Tuesday, May 10, 2011

Tweedledee, Tedium

This appeared in the latest issue of Tehelka.

THE PALE KING David Foster Wallace


Towards the middle of David Foster Wallace’s posthumous, unfinished The Pale King, a character identified as “David Wallace” pops up to assure the reader that he’s the author of the novel, asserting that it’s a true story, a “vocation-based memoir” about “negotiating boredom as one would a terrain, its levels and forests and endless wastes”.  If his earlier Infinite Jest, then, was about the ways we distract ourselves with entertainment, this one was planned as a counterweight, the ability to deal with tedium.

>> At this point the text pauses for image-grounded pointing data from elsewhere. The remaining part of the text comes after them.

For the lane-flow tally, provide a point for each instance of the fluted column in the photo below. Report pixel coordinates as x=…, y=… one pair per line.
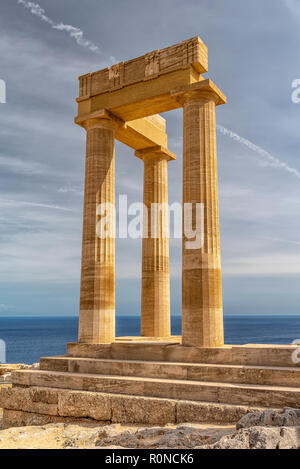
x=202, y=315
x=155, y=301
x=97, y=293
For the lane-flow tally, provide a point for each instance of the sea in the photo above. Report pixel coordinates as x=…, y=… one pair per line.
x=29, y=338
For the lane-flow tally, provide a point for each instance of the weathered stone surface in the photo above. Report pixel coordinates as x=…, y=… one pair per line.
x=260, y=438
x=288, y=417
x=202, y=312
x=155, y=302
x=88, y=404
x=189, y=411
x=40, y=401
x=84, y=435
x=130, y=409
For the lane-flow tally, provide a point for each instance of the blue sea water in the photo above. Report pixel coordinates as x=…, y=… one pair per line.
x=28, y=338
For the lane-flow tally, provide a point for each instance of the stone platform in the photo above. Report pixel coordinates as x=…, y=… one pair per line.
x=146, y=382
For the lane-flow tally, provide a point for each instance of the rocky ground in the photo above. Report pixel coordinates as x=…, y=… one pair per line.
x=268, y=430
x=260, y=430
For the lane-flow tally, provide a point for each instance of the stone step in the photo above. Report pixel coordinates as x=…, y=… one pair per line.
x=168, y=370
x=239, y=394
x=42, y=405
x=257, y=355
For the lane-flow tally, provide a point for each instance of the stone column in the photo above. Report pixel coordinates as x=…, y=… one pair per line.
x=155, y=301
x=202, y=315
x=97, y=293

It’s evident that this  is a work in progress; Wallace’s editor, Michael Pietsch, points out in his introduction that he sifted through a morass of material to assemble “the best version” he could find, despite there being no “outline or other indication of what order David intended for these chapters”. As such, fully realized pieces co-exist with fragments, repetitions and narrative strands that aren’t fleshed out.

Despite this, there is ample evidence of Wallace’s trademark, prodigious talent. That means plenty of hyperkinetic sentences, arcane knowledge, meditations on the changing shape of American culture, sly, occasionally bawdy, humour, sections with footnotes and acute visual observations. (A paperback has “a bookmark's tongue”, car seat headrests possess “the dull shine of unwashed hair”, and the knot of a man's tie is “as tight as a knuckle”.)

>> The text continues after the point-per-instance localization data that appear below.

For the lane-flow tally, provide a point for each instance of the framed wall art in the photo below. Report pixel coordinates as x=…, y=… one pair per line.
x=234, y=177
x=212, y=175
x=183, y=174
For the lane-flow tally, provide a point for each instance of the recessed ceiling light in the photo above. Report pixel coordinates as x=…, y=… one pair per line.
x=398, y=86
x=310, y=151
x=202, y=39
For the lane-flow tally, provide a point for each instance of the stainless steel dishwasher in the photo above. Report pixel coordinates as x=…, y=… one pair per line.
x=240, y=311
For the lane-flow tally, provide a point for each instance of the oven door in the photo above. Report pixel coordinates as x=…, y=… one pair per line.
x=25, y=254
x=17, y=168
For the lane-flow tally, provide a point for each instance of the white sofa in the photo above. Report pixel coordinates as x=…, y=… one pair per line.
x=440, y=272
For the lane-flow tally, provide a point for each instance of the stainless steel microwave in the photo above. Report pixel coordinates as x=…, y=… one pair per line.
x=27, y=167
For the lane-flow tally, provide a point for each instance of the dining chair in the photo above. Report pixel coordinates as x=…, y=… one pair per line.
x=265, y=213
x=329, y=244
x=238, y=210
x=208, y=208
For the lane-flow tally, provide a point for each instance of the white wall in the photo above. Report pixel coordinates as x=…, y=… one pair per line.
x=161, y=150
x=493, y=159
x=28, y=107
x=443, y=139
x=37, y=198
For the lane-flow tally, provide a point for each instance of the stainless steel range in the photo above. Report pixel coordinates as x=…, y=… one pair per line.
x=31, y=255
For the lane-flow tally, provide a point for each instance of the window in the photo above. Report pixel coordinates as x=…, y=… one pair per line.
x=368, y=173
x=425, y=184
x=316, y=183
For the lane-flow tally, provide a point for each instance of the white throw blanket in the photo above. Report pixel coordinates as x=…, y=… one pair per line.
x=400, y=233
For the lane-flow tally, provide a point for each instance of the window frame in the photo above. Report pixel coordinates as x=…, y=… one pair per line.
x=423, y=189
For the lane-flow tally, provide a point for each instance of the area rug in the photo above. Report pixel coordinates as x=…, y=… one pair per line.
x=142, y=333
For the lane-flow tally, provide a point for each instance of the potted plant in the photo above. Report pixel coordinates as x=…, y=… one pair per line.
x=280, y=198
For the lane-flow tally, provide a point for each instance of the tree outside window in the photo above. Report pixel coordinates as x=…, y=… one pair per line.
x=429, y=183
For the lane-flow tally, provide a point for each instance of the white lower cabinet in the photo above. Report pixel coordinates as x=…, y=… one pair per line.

The plot, such as it is, comprises the coming together of a disparate set of characters at the American revenue services’ Regional Examination Centre in Peoria, Illinois, and reactions to the monotony of life there. As such, there is much taxation jargon – surely intended to make the reader work though some of the boredom himself – such as, “RA ’78 revised the expansionist tendencies of the ’76 provisions by removing both long-term capital gains deduction and excess itemized deductions from the index of relevant preferences”. Phew.

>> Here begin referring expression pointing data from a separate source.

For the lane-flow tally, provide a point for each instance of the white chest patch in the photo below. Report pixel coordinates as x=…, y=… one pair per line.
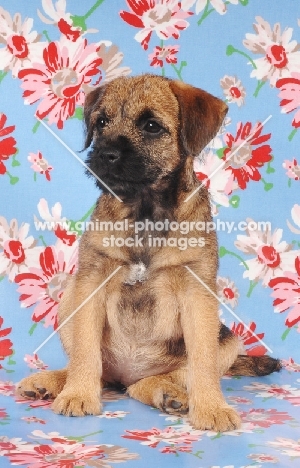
x=137, y=273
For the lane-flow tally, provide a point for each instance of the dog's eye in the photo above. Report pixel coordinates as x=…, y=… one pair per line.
x=152, y=127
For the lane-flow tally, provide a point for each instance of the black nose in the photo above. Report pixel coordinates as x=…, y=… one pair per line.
x=111, y=156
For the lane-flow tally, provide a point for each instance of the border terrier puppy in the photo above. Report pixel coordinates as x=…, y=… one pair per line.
x=153, y=327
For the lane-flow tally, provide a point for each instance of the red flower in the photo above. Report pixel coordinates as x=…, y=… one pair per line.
x=161, y=54
x=69, y=71
x=290, y=94
x=249, y=338
x=44, y=287
x=246, y=161
x=286, y=291
x=7, y=145
x=5, y=345
x=165, y=17
x=67, y=29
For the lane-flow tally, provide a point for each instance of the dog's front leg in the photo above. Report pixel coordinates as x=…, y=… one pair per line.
x=82, y=392
x=199, y=317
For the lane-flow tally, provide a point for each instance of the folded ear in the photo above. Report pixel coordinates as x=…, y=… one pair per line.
x=201, y=116
x=91, y=104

Of note are evocative set pieces, some of which have been published earlier. There’s an account of the growing years of David Wallace before he came to join “the Service”, for example, as well as the tale of a boy whose aim was “to press his lips to every square inch of his own body”.

Overall, the novel works towards the merits of transcending boredom and Sisyphean tasks, “to find the other side of the rote, the picayune, the meaningless, the repetitive, the pointlessly complex”. As he’s mentioned in one of his notes: “Central Deal: Realism, monotony. Plot a series of set-ups for stuff happening, but nothing actually happens.” That, intentionally or not, is what The Pale King in its current form lives up to.

Those new to David Foster Wallace may wonder what the fuss is all about. For the devotee, there’s much to mull over here. Yet, the best way to remember the man would be to return to his earlier essays, short stories and novels -- the ones he finished, that is.